AN all star cast can only take a film so far. Such is the case with the latest feature from Sally Potter - The Roads Not Taken - which arrives this week in cinemas.

A former Bond and Pirates of the Caribbean villain, Javier Bardem leads as Leo, with Potter’s script exploring a day in his life in New York City. Leo has dementia, we assume, but is well supported by his daughter Molly, here played by Maleficent star Elle Fanning. As Molly shepherds her father between appointments - venting at those who believe his shell has emptied within - we experience the wanderings of his mind. Most notably, the parallel imaginings of the alternative life he could have lived with ex-wife Delores (Salma Hayek). These being his roads not taken.

Laura Linney appears too but not Chris Rock, whose scenes, though filmed, have been rather curiously cut from in their entirety. At just 85 minutes in length, The Roads Not Taken is hardly a prolonged viewing experience - though occasionally feels it. Curious indeed.

Potter is the acclaimed, meditative voice behind all from Orlando to 2017 satire The Party. Here, her impetus is personal. The Roads Not Taken is dedicated to Potter’s brother Nic, who passed away in 2013, having suffered Pick’s Disease - a form of dementia. Certainly, a knowledge of this brings cruel poignancy to the misery of Leo’s isolated existence. Impressive cinematography from Irish cinematographer Robbie Ryan (most recently, an Oscar nominee for his work on The Favourite) does well to contrast Leo’s present day gloom with a more colourful and engaging alternative.

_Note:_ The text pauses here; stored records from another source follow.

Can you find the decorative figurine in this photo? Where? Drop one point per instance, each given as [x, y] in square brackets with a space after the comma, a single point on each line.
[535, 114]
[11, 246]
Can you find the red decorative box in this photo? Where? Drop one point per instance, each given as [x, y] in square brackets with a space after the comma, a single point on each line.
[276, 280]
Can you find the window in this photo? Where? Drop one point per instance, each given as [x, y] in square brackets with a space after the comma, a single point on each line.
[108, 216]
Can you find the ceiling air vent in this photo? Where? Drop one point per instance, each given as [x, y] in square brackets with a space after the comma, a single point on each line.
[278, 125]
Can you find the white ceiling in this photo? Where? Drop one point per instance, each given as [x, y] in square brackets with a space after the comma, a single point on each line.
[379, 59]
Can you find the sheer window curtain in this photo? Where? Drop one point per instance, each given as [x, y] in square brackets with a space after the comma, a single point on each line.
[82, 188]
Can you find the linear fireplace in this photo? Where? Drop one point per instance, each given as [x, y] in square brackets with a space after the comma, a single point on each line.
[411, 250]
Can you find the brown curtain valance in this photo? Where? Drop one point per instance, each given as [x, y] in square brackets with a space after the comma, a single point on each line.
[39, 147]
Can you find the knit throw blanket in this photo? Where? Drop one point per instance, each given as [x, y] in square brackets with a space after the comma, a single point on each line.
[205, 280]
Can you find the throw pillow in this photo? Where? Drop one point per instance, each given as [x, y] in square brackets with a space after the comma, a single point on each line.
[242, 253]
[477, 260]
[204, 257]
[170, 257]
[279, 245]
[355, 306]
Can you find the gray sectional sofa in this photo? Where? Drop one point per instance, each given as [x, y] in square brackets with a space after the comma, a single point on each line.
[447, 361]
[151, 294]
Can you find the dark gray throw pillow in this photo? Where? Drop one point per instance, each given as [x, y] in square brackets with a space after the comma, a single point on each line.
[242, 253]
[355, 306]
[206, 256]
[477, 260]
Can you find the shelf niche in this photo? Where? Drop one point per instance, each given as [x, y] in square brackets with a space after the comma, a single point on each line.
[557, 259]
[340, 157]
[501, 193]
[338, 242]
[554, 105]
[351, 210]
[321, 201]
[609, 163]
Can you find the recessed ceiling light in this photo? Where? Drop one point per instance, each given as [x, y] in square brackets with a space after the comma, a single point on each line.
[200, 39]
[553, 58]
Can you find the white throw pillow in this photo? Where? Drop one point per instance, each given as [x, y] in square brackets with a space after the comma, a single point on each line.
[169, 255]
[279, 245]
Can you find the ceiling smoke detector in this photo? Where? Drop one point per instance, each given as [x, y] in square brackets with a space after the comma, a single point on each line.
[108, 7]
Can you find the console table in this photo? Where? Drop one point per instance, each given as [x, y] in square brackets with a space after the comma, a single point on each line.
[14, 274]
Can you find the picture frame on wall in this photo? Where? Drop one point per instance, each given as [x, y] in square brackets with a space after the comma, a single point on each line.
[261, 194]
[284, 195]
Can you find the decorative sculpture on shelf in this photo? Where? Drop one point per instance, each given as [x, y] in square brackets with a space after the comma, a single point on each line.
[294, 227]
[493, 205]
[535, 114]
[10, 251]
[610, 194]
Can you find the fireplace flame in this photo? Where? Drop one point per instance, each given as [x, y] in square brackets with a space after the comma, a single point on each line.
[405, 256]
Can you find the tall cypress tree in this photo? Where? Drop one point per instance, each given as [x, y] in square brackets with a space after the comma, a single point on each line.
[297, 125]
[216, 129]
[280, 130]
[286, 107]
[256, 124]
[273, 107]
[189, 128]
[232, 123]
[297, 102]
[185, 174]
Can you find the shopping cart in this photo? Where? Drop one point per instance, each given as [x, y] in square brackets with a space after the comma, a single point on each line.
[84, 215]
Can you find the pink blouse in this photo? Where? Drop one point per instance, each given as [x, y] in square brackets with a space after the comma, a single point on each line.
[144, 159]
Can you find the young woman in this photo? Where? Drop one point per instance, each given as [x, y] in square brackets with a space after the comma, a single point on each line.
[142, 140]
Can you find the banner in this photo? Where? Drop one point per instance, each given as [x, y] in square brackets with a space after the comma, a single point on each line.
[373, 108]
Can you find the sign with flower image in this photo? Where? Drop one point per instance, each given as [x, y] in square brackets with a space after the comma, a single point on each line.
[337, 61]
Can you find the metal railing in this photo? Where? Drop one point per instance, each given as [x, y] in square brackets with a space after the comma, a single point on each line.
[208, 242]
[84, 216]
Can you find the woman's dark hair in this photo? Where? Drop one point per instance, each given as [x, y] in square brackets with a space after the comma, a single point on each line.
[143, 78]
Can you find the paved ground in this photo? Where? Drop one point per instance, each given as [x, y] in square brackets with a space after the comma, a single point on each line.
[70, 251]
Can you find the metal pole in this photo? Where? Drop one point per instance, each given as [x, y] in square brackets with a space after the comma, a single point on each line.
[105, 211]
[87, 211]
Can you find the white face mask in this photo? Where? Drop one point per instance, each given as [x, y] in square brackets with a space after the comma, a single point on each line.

It is in linking these two worlds narratively, however, that Potter falters. Tremendously acted that the film is, Potter’s writing lacks a sense for depth and the emotive opening required for us to enter as viewers. Our experience of ‘parallel Leos’ steals us from connecting with the actual man, whose past has been robbed of him. We relate more to Molly, a surrogate for Potter herself here, and one wonders if a stronger film might have focused on her.

Furthermore, Potter struggles to negotiate the misery and inevitability that permeates her tale and pair it with the poetry that has become her trademark as a storyteller. There can be no hope for Leo and romanticism will never really compare to the real world torture of that.